Un cadre légal clair mais mal connu
La législation (notamment OProMa) impose un certain nombre d’exigences concrètes:
Analyse des risques en amont. Les entreprises doivent faire réaliser par des spécialistes MSST une analyse des risques professionnels spécifiquement néfastes aux femmes enceintes ou allaitantes: exposition à des substances chimiques, port de charges lourdes, radiations, horaires atypiques, travail debout prolongé, etc.
Des interdictions précises. L’ordonnance fixe des limites strictes à ne pas dépasser. À partir du 7e mois de grossesse, par exemple, une femme ne peut plus porter plus de 5 kg. Il est également interdit de l’exposer à des températures supérieures à 28°C, à un bruit dépassant 85 dB, à certaines substances dangereuses ou à un rythme de travail cadencé.

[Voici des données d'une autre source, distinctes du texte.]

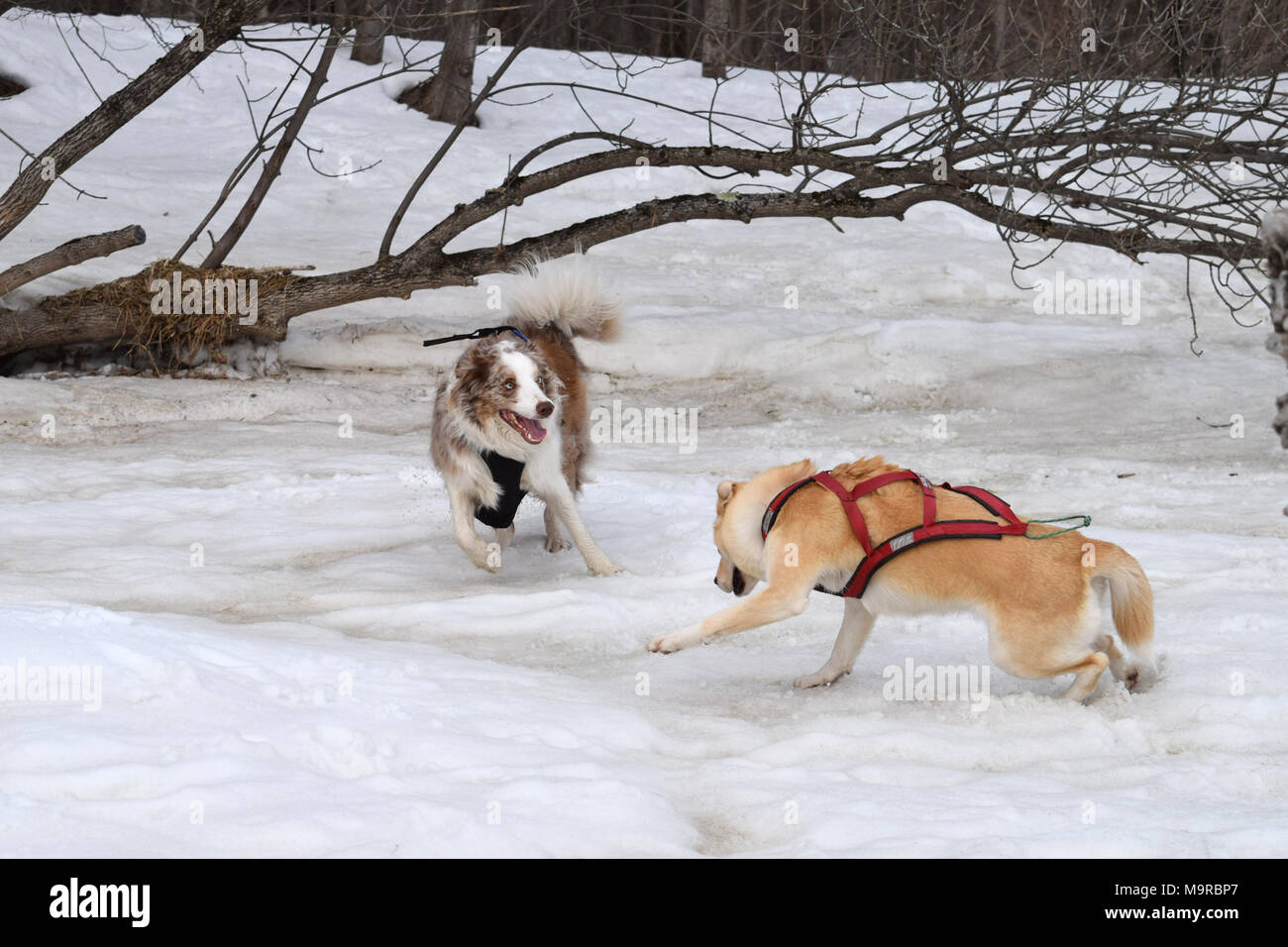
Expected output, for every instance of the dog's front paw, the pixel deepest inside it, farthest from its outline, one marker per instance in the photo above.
(678, 641)
(820, 678)
(604, 567)
(487, 557)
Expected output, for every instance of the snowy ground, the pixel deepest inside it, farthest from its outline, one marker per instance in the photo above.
(336, 680)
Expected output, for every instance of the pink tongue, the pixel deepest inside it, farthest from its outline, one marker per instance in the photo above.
(535, 431)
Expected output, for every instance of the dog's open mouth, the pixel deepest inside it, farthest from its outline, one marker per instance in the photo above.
(528, 428)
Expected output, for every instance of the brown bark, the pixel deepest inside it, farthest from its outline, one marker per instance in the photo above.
(425, 265)
(273, 166)
(447, 95)
(1274, 235)
(220, 25)
(715, 38)
(369, 42)
(69, 254)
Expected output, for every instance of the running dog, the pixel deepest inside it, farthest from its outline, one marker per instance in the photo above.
(511, 416)
(800, 534)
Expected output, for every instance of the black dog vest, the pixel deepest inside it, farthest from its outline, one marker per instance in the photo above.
(505, 474)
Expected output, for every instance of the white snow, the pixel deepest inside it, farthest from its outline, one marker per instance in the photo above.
(336, 680)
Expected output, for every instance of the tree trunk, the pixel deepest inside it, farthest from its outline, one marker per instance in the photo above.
(447, 95)
(715, 39)
(68, 256)
(369, 43)
(1274, 237)
(220, 25)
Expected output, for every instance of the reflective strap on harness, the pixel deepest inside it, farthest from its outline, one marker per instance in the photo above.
(875, 557)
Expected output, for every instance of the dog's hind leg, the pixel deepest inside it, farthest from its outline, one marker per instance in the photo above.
(485, 556)
(554, 535)
(1089, 673)
(854, 631)
(1120, 667)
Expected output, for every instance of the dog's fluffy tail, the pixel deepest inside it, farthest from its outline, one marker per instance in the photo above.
(563, 292)
(1131, 598)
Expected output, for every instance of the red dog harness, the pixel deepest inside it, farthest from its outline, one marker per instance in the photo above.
(928, 531)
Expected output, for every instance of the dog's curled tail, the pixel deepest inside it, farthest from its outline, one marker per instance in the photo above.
(563, 292)
(1131, 596)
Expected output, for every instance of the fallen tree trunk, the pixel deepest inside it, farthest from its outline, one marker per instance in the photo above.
(115, 312)
(69, 254)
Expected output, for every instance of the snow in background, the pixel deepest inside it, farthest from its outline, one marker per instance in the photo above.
(336, 680)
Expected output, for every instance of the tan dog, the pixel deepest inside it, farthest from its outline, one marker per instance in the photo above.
(1035, 595)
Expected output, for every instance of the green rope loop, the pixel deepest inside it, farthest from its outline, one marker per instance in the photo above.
(1083, 525)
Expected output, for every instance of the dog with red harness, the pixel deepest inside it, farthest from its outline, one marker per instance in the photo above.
(892, 543)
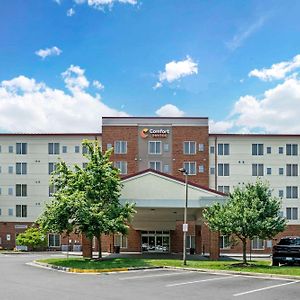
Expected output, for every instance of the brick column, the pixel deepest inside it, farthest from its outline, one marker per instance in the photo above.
(214, 249)
(86, 247)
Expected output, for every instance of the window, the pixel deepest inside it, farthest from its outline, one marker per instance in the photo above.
(292, 213)
(51, 167)
(122, 166)
(291, 192)
(21, 190)
(21, 211)
(166, 147)
(154, 147)
(10, 169)
(257, 149)
(223, 169)
(52, 190)
(21, 148)
(53, 148)
(291, 149)
(224, 189)
(76, 149)
(223, 149)
(224, 242)
(292, 170)
(120, 240)
(120, 147)
(190, 167)
(257, 244)
(201, 168)
(189, 147)
(257, 170)
(53, 240)
(21, 168)
(155, 165)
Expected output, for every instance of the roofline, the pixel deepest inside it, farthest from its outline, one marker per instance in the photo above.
(174, 178)
(252, 135)
(50, 134)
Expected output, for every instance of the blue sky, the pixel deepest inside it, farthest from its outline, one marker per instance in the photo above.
(149, 58)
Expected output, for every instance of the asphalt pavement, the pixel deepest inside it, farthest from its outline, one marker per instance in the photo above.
(20, 280)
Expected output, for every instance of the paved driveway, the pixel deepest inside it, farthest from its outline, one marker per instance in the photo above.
(19, 280)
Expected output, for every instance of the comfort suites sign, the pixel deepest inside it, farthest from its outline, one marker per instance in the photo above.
(154, 133)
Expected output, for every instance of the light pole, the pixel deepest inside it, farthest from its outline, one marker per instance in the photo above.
(185, 225)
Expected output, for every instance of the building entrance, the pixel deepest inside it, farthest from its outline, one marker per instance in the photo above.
(156, 241)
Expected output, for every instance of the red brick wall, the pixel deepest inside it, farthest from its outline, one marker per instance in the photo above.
(110, 134)
(200, 136)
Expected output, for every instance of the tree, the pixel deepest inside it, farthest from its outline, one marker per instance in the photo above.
(87, 199)
(250, 212)
(33, 238)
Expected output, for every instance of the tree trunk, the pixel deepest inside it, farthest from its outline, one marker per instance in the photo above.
(244, 250)
(99, 247)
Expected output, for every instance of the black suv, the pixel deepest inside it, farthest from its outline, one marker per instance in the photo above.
(287, 251)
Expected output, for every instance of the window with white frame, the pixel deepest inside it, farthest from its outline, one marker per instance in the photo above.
(257, 243)
(190, 167)
(291, 149)
(154, 147)
(120, 240)
(120, 147)
(53, 240)
(189, 147)
(21, 148)
(21, 190)
(155, 165)
(223, 149)
(292, 213)
(224, 242)
(122, 166)
(53, 148)
(223, 169)
(257, 170)
(292, 170)
(292, 192)
(21, 168)
(257, 149)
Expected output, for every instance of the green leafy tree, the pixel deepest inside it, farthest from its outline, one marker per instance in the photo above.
(87, 199)
(250, 211)
(33, 238)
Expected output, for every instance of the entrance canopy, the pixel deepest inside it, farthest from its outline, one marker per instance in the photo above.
(160, 199)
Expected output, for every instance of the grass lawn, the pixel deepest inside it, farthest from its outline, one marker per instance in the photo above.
(256, 266)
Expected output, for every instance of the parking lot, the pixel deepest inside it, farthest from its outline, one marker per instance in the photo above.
(18, 280)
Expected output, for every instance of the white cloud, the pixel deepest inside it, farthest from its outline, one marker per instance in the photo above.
(244, 33)
(43, 53)
(70, 12)
(30, 106)
(277, 71)
(175, 70)
(169, 110)
(98, 85)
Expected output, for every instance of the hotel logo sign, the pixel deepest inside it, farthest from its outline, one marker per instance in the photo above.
(154, 133)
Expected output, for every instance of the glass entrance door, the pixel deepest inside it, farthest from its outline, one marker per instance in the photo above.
(155, 241)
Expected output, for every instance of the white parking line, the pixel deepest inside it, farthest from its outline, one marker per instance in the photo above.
(265, 288)
(198, 281)
(155, 275)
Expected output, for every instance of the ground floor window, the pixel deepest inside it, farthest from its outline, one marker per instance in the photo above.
(120, 240)
(53, 240)
(224, 242)
(258, 244)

Horaires adaptés et interdiction du travail de nuit. Dès la 8e semaine précédant l’accouchement, le travail de nuit (entre 20h et 6h) est interdit. Si aucun poste adapté n’est envisageable, l’employée a droit à 80% de son salaire.

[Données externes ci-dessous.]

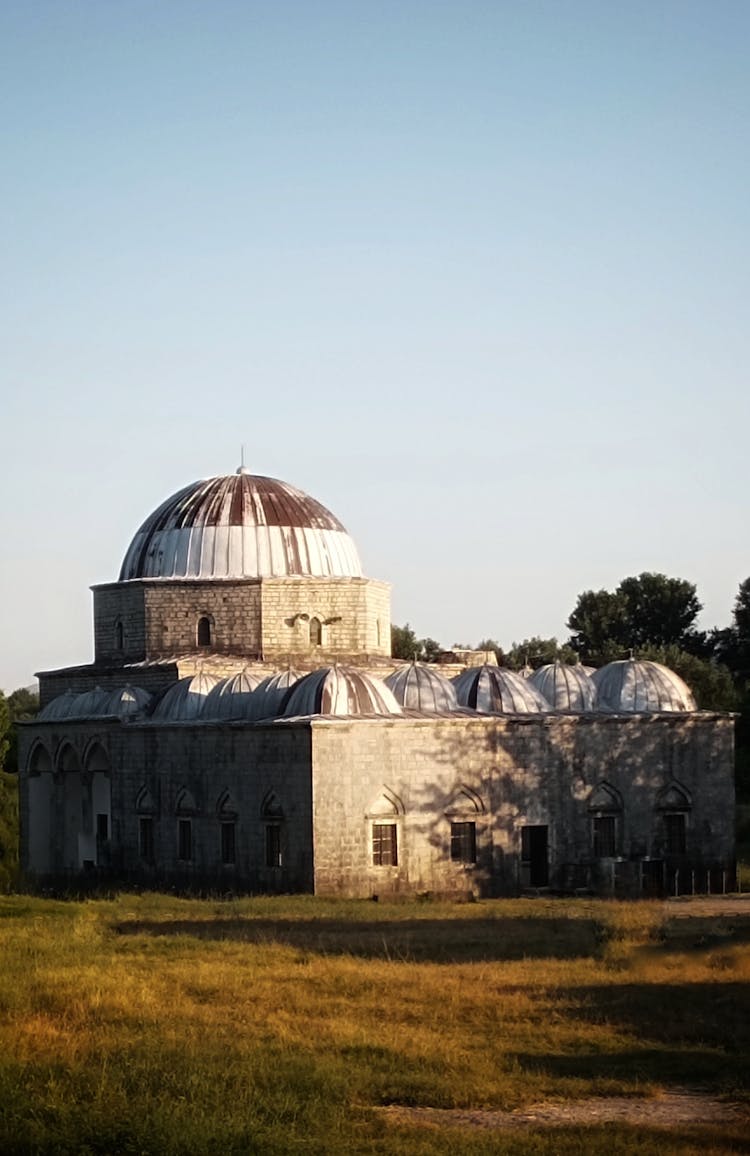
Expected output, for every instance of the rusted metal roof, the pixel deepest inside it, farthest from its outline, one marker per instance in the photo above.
(636, 686)
(240, 526)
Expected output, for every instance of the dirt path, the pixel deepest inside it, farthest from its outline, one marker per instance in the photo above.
(669, 1110)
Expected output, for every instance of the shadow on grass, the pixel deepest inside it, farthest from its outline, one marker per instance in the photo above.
(689, 1034)
(418, 940)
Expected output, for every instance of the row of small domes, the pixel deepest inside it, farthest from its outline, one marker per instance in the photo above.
(628, 686)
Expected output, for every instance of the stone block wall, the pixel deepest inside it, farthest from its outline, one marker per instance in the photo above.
(124, 604)
(504, 775)
(354, 616)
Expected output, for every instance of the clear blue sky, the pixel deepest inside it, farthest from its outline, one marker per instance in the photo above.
(474, 274)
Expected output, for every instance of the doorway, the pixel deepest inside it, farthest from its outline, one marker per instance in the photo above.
(534, 856)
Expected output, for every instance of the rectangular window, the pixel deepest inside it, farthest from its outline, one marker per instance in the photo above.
(604, 836)
(385, 847)
(229, 851)
(463, 843)
(184, 840)
(273, 845)
(146, 838)
(675, 829)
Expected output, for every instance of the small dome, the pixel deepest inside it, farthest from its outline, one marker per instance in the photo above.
(420, 688)
(339, 690)
(231, 697)
(240, 526)
(58, 708)
(632, 686)
(127, 701)
(186, 699)
(566, 688)
(90, 704)
(496, 690)
(267, 698)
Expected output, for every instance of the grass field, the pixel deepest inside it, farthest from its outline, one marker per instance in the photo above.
(155, 1024)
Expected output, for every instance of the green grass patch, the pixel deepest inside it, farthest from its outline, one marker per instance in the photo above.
(156, 1024)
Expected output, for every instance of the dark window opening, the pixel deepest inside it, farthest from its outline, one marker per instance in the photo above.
(146, 838)
(534, 858)
(676, 834)
(604, 836)
(229, 845)
(385, 845)
(273, 845)
(184, 840)
(463, 843)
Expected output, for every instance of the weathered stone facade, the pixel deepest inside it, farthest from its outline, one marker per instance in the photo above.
(347, 803)
(326, 784)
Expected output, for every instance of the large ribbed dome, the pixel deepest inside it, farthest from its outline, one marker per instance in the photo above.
(636, 686)
(240, 526)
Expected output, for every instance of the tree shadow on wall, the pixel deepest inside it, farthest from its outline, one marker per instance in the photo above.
(415, 940)
(544, 769)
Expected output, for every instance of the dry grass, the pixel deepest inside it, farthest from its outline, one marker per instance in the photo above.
(157, 1024)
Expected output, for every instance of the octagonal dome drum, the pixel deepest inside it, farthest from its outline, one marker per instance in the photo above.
(240, 526)
(635, 686)
(339, 690)
(186, 699)
(496, 690)
(420, 688)
(566, 688)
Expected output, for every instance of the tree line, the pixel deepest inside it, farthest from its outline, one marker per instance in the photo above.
(648, 616)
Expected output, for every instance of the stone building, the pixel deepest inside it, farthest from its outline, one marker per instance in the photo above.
(242, 726)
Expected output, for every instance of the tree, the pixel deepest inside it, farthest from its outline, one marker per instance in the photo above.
(5, 728)
(22, 704)
(646, 610)
(537, 652)
(406, 645)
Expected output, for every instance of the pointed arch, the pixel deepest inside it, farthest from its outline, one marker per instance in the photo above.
(604, 797)
(145, 800)
(96, 758)
(39, 761)
(67, 758)
(272, 807)
(185, 802)
(386, 805)
(225, 806)
(465, 800)
(674, 797)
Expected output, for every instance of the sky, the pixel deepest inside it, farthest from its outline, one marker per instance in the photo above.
(473, 274)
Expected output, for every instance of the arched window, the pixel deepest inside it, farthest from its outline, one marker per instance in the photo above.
(604, 809)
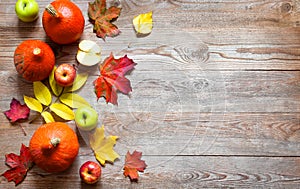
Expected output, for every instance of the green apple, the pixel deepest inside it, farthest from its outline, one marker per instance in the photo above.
(86, 118)
(27, 10)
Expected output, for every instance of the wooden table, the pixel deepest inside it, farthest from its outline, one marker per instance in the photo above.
(215, 100)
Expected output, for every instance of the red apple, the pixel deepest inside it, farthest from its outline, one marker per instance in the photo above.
(65, 75)
(90, 172)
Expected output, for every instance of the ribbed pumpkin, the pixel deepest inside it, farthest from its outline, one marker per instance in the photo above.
(34, 60)
(63, 22)
(54, 147)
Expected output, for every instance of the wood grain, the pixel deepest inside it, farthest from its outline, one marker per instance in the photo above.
(215, 100)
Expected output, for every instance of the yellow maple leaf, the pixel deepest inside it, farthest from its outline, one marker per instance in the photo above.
(143, 23)
(103, 146)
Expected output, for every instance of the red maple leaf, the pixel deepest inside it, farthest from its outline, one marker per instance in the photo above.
(19, 165)
(133, 164)
(17, 111)
(102, 17)
(112, 78)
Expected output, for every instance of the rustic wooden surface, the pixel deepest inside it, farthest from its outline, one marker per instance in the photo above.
(215, 101)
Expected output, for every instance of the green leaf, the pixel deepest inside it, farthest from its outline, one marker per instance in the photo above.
(56, 89)
(47, 117)
(73, 100)
(62, 111)
(33, 104)
(42, 93)
(78, 83)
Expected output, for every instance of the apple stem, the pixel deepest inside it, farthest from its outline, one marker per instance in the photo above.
(51, 10)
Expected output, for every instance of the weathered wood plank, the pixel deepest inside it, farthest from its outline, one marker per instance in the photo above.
(215, 101)
(175, 133)
(189, 90)
(180, 172)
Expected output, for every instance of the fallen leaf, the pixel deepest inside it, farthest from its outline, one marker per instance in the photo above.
(56, 89)
(62, 111)
(17, 111)
(73, 100)
(102, 17)
(19, 165)
(103, 146)
(47, 117)
(80, 80)
(112, 78)
(33, 104)
(42, 93)
(143, 23)
(133, 164)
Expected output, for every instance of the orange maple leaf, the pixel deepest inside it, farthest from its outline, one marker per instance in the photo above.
(112, 78)
(133, 164)
(102, 17)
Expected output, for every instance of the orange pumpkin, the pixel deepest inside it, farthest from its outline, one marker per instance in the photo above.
(63, 22)
(34, 60)
(54, 147)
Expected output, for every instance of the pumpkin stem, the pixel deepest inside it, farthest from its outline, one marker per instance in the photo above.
(51, 10)
(49, 147)
(55, 141)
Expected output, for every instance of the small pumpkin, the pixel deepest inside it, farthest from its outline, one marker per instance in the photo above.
(34, 60)
(54, 147)
(63, 22)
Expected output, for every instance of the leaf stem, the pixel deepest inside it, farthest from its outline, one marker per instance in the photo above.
(23, 129)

Pauses et congé maternité. À partir du 4e mois de grossesse, des pauses supplémentaires ainsi que la possibilité de s’allonger deviennent obligatoires. Dès le 6e mois, le travail debout est limité à 4 heures par jour. Après l’accouchement, un congé de maternité de huit semaines est requis, prolongeable de huit semaines.
En somme, ces exigences ont pour objectif que les entreprises mettent en place un ensemble de mesures intégrant la connaissance et la maîtrise des risques, l’information du personnel ainsi que l’adaptation des conditions de travail et l’accompagnement via les cadres.
Pourquoi ces obligations sont-elles si peu respectées?
Le principal obstacle reste le manque d’information. Près de 9 PME romandes sur 10 ignorent en grande partie leurs obligations en matière de protection de la maternité. Autre réalité préoccupante: de nombreuses salariées n’osent pas annoncer leur grossesse suffisamment tôt par peur d’éventuelles discriminations, ou parce qu’elles doutent de la bienveillance de leur hiérarchie. Cela les expose à des conditions de travail qui peuvent nuire au bon déroulement de leur grossesse.
Des pistes pour améliorer la situation
Élaborer un «vrai» concept OProMa incluant information dès l’embauche, analyse des risques, adaptation des postes et communication entre employeur, collaboratrice et médecin traitant.
Faire appel à des experts en santé au travail pour une évaluation fine des situations et la mise en place de mesures individualisées.
Informer et sensibiliser employés, RH, et surtout managers de proximité sur les droits des femmes enceintes et les mesures de protection.
Proposer du télétravail ou adapter les postes lorsque cela est possible (réduction du temps de déplacement, tâches administratives…).
Transformer (enfin!) une obligation en opportunité
L’OProMa impose un cadre légal exigeant, mais qui reste trop souvent partiellement appliqué. Pourtant, sa mise en œuvre peut devenir un formidable levier de transformation culturelle. En l’inscrivant dans une démarche plus large d’inclusion, les entreprises peuvent faire bien plus: protéger leurs talents, fidéliser leurs collaboratrices, renforcer leur image d’employeur responsable, et contribuer à un monde du travail plus équitable.
Et dans votre entreprise, où en êtes-vous?
- Disposez-vous d'une procédure claire en cas d'annonce de grossesse?
- Connaissez-vous la checklist SECO «Protection de la maternité au lieu de travail»?
- Collaborez-vous avec un médecin du travail ou un spécialiste MSST?
- Vos managers ont-ils reçu une formation sur le sujet?